Deskside box with lotsa GPUs
By joe
- 2 minutes read - 399 wordsTesting this for a partner. A Pegasus deskside supercomputer with 12x X5690 CPU cores, 48 GB RAM, 500 MB/s IO channel (soon to 1 GB/s), and a GTX 260 graphics card. Connected to an XCT a-Brix 2U unit with 4x NVidia Fermi C2050’s (normally we’d use a JackRabbit unit, but they are all busy with customer projects right now). First, lets see whats there:
[root@pegasus C]# lspci | grep nVidia | grep VGA
06:00.0 VGA compatible controller: nVidia Corporation Unknown device 06d1 (rev a3)
0b:00.0 VGA compatible controller: nVidia Corporation Unknown device 06d1 (rev a3)
84:00.0 VGA compatible controller: nVidia Corporation GT200 [GeForce GTX 260] (rev a1)
89:00.0 VGA compatible controller: nVidia Corporation Unknown device 06d1 (rev a3)
8e:00.0 VGA compatible controller: nVidia Corporation Unknown device 06d1 (rev a3)
Ahhh …. nice! And yes, you can order units like this now from the day job. Now lets have a little fun
[root@pegasus C]# bin/linux/release/MonteCarloMultiGPU
main(): generating input data...
main(): starting 5 host threads...
main(): waiting for GPU results...
main(): GPU statistics
GPU #0
Options : 52
Simulation paths: 262144
GPU #1
Options : 51
Simulation paths: 262144
GPU #2
Options : 51
Simulation paths: 262144
GPU #3
Options : 51
Simulation paths: 262144
GPU #4
Options : 51
Simulation paths: 262144
Total time (ms.): 0.073000
Options per sec.: 3506849.366609
main(): comparing Monte Carlo and Black-Scholes results...
L1 norm : 2.995473E-06
Average reserve: 382.126091
PASSED
Yeah … baby! Even ran on the less capable GTX260. Try some random numbers
[root@pegasus C]# bin/linux/release/MersenneTwister
bin/linux/release/MersenneTwister Starting...
Initializing data for 24000000 samples...
Loading CPU and GPU twisters configurations...

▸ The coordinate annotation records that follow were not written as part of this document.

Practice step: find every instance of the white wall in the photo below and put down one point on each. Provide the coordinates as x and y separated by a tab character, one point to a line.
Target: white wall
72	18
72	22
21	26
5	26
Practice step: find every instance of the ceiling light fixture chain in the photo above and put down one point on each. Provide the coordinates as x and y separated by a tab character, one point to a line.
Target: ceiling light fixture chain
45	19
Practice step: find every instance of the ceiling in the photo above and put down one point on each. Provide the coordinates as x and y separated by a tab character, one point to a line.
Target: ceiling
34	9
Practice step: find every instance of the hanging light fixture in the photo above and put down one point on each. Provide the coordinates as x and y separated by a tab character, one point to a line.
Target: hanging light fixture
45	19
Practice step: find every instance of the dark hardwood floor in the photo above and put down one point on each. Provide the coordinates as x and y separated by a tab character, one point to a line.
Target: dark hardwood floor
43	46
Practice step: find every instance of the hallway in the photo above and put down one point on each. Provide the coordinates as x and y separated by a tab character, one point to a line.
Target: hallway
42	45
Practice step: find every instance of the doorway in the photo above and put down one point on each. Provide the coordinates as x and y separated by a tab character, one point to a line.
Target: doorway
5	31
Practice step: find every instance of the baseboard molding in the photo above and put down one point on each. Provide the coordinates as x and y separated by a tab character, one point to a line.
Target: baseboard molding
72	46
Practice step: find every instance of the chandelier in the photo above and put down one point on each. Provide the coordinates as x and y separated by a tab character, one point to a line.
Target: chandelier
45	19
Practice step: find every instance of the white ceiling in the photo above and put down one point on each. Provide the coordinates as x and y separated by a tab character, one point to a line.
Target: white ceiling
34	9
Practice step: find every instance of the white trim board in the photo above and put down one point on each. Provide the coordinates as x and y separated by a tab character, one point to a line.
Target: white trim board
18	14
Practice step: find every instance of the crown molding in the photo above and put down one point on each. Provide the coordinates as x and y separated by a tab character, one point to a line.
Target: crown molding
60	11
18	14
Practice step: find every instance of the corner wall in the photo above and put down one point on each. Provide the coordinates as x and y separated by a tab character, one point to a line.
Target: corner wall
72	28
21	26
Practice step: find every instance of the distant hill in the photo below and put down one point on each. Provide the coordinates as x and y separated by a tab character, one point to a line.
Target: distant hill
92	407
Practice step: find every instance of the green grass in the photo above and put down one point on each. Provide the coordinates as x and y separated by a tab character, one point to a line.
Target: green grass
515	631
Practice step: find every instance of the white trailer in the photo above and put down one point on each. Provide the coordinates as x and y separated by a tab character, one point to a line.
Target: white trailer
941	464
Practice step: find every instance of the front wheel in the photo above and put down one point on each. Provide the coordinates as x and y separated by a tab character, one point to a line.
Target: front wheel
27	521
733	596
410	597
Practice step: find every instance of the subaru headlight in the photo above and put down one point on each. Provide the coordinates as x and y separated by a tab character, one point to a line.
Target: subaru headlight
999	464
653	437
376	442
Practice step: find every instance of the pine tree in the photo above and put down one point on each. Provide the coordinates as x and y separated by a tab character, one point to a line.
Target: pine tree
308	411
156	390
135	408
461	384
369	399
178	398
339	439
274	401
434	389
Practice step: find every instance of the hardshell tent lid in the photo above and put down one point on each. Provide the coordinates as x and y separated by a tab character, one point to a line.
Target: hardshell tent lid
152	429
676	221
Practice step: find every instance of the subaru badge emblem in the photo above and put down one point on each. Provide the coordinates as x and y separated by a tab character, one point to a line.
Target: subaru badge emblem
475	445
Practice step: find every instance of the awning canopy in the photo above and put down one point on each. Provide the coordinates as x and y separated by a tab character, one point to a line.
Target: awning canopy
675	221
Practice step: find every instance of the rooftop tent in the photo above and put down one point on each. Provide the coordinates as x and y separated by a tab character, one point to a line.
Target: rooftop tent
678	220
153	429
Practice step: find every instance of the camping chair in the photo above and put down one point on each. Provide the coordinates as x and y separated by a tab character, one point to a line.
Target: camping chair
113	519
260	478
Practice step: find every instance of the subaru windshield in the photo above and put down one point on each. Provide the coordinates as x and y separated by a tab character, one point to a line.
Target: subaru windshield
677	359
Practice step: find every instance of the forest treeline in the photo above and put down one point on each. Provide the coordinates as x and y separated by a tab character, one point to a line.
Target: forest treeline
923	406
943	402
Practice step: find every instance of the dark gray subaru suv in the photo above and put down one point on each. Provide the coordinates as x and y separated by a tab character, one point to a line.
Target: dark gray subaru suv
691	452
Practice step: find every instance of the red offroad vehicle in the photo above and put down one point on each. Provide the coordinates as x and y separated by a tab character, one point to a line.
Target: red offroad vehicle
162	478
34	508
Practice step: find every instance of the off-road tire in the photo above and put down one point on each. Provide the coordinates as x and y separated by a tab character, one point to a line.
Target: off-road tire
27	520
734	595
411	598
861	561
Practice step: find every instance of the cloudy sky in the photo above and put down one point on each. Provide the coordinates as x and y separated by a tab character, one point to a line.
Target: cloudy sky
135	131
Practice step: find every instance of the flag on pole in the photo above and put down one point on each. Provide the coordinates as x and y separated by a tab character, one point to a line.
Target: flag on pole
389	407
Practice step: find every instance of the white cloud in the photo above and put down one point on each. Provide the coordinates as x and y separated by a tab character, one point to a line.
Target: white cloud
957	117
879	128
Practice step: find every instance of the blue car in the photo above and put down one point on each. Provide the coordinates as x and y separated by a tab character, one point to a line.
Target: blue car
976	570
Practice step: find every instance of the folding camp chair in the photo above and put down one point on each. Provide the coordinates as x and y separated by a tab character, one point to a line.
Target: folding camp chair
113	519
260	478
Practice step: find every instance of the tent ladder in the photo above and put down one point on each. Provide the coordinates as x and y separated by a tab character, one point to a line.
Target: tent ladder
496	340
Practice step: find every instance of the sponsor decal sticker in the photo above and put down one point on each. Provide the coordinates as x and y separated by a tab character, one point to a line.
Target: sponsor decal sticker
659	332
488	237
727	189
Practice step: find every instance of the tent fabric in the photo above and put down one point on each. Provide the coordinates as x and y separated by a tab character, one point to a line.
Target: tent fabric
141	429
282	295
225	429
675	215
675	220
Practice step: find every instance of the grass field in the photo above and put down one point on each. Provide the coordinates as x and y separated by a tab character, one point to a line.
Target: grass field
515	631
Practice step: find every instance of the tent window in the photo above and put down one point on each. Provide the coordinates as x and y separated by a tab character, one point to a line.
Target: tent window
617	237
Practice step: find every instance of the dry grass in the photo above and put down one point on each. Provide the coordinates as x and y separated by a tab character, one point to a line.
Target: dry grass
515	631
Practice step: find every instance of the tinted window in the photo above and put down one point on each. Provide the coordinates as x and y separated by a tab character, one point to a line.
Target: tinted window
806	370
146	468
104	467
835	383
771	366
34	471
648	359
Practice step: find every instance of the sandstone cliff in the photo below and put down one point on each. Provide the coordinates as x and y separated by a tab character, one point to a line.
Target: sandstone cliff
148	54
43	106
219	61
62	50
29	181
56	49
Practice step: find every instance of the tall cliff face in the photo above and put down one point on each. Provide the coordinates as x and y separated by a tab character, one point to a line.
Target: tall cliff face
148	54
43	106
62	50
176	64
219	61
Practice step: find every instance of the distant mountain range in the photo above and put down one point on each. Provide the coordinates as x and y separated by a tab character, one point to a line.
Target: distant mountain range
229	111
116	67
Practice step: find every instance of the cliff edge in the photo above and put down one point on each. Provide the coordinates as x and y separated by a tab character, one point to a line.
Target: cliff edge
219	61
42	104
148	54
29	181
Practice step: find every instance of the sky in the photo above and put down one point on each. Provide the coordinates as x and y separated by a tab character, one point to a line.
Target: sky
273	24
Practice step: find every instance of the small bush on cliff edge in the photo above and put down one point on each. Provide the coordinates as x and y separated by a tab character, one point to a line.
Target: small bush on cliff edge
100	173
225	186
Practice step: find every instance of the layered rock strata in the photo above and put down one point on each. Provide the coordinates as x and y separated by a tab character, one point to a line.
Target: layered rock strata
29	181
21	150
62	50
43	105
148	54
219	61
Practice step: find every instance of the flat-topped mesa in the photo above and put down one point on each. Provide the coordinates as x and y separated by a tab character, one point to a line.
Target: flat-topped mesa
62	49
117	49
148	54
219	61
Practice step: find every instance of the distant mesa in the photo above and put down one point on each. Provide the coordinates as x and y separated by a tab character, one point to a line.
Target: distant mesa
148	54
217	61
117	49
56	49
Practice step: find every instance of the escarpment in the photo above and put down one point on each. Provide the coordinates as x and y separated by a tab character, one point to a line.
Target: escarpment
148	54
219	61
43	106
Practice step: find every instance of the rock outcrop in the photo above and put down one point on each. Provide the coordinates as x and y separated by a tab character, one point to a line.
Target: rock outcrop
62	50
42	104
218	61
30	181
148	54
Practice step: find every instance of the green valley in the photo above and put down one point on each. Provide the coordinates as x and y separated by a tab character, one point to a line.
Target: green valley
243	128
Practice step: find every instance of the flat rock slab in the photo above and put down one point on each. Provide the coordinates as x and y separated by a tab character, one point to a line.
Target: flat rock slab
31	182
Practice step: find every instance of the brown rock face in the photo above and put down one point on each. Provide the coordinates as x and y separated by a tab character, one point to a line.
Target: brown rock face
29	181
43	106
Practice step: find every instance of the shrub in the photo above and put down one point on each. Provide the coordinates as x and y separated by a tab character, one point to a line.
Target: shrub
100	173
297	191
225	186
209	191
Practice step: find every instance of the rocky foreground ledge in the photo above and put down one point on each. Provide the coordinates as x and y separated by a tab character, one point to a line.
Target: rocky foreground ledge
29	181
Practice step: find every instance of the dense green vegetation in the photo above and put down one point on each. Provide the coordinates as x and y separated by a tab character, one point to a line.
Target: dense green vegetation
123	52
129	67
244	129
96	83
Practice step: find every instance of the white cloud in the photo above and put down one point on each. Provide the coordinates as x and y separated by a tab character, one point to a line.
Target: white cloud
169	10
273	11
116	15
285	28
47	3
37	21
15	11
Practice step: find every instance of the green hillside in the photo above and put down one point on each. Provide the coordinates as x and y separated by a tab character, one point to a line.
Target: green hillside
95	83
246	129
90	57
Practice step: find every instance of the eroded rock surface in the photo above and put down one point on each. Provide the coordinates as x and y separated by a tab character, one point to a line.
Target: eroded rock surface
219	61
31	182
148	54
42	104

Generating random numbers on GPU...
MersenneTwister, Throughput = 2.4075 GNumbers/s, Time = 0.00997 s, Size = 24002560 Numbers, NumDevsUsed = 1, Workgroup = 128
Reading back the results...
Checking GPU results...
...generating random numbers on CPU using reference generator
...applying Box-Muller transformation on CPU
...comparing the results
Max absolute error: 2.324581E-06
L1 norm: 1.713886E-07
PASSED
Not bad, but used only one device.
[root@pegasus C]# bin/linux/release/simpleMultiGPU
CUDA-capable device count: 5
Generating input data...
Computing with 5 GPU's...
GPU Processing time: 29965.884766 (ms)
Computing with Host CPU...
Comparing GPU and Host CPU results...
GPU sum: 16777304.000000
CPU sum: 16777294.395033
Relative difference: 5.724980E-07
PASSED
Been meaning to get a set of more invasive tests going on these units. Will see if I can get my Riemann code ported this weekend. Then try a few other things as well.